Notion d’onérosité dans un marché public et offre à zéro euro :

CJUE, 10 septembre 2020, Tax-Fin-Lex d.o.o., aff. C-367/19

La Cour de justice de l’Union européenne était amenée à s’interroger sur la notion d’onérosité d’un marché public et sur le caractère régulier ou non d’une offre à zéro euro.

En l’espèce, dans le cadre d’une procédure de passation de marché public par l’Etat slovène concernant l’accès à un système informatique juridique pour une période de 24 mois, une entreprise a vu son offre rejetée au motif qu’elle proposait une offre à zéro euro. Le pouvoir adjudicateur considérait qu’il s’agissait d’une offre irrégulière au sens de l’article 2 §1 point 5 de la directive 2014/24/UE qui définit les marchés publics comme des contrats conclu à titre onéreux.

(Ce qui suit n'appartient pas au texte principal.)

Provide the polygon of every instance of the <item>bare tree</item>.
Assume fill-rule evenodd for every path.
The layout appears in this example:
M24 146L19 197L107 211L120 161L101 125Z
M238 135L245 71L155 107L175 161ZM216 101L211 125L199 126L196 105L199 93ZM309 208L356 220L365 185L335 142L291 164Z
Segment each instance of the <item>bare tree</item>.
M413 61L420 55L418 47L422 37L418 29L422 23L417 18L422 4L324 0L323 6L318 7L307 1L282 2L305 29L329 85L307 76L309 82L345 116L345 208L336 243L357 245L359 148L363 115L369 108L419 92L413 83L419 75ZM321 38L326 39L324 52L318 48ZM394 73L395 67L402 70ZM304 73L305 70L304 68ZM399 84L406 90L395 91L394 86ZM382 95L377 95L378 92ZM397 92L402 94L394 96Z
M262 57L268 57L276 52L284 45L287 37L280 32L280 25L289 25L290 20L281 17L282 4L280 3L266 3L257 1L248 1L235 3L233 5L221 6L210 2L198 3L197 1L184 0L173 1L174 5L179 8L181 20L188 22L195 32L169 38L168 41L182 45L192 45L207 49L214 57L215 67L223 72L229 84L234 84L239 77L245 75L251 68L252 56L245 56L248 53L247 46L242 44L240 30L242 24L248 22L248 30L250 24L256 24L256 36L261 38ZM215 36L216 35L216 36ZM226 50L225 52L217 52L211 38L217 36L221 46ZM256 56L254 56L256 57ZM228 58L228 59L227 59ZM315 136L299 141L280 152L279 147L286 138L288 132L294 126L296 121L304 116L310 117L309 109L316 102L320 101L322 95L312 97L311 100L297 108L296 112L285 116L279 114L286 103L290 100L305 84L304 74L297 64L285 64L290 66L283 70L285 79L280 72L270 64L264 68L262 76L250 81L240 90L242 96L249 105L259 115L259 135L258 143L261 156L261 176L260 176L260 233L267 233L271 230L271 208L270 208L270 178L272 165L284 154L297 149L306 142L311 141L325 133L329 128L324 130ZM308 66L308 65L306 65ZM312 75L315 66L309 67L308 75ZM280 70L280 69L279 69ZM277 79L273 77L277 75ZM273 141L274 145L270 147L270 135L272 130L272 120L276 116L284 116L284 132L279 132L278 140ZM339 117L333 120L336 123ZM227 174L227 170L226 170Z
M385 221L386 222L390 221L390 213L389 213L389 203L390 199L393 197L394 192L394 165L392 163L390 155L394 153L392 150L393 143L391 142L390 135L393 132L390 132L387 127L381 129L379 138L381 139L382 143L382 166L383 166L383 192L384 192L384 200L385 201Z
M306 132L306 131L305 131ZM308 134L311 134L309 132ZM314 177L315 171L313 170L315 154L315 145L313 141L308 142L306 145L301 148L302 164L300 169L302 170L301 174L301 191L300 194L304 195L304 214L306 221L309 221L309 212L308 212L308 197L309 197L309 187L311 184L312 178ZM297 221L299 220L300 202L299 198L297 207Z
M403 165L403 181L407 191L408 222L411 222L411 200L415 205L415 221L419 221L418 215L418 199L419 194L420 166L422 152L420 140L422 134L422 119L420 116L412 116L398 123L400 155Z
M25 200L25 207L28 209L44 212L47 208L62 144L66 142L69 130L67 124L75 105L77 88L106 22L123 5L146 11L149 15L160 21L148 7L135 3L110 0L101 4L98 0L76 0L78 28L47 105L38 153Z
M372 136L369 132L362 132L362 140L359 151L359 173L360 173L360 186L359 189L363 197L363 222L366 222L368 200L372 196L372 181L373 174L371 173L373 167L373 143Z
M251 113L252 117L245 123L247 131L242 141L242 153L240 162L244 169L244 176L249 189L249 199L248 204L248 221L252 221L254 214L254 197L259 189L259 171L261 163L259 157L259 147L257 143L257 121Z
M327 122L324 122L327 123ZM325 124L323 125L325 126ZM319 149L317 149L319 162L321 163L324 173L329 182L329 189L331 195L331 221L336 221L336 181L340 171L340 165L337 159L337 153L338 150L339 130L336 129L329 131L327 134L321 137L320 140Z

Suite au rejet de son offre, la société en cause avait saisi le ministère compétent d’une demande d’annulation de la décision de rejet de son offre. Suite au refus du ministère de revoir sa décision, la société concernée avait alors saisi la commission nationale de contrôle des procédures de passation des marchés publics (entité slovène) qui a saisi, ensuite, la CJUE a titre préjudicielle de deux questions :

« 1)      Y a-t-il un “contrat à titre onéreux”, en tant qu’élément d’un marché public au sens de l’article 2, paragraphe 1, point 5, de la directive 2014/24, lorsque le pouvoir adjudicateur n’est tenu de fournir aucune contrepartie mais que, en exécutant le marché public, l’opérateur économique obtient l’accès à un nouveau marché et des références ?

2)      Est-il possible ou convient-il d’interpréter l’article 2, paragraphe 1, point 5, de la directive 2014/24 en ce sens qu’il constitue une base légale de rejet d’une offre à un prix de zéro euro ? »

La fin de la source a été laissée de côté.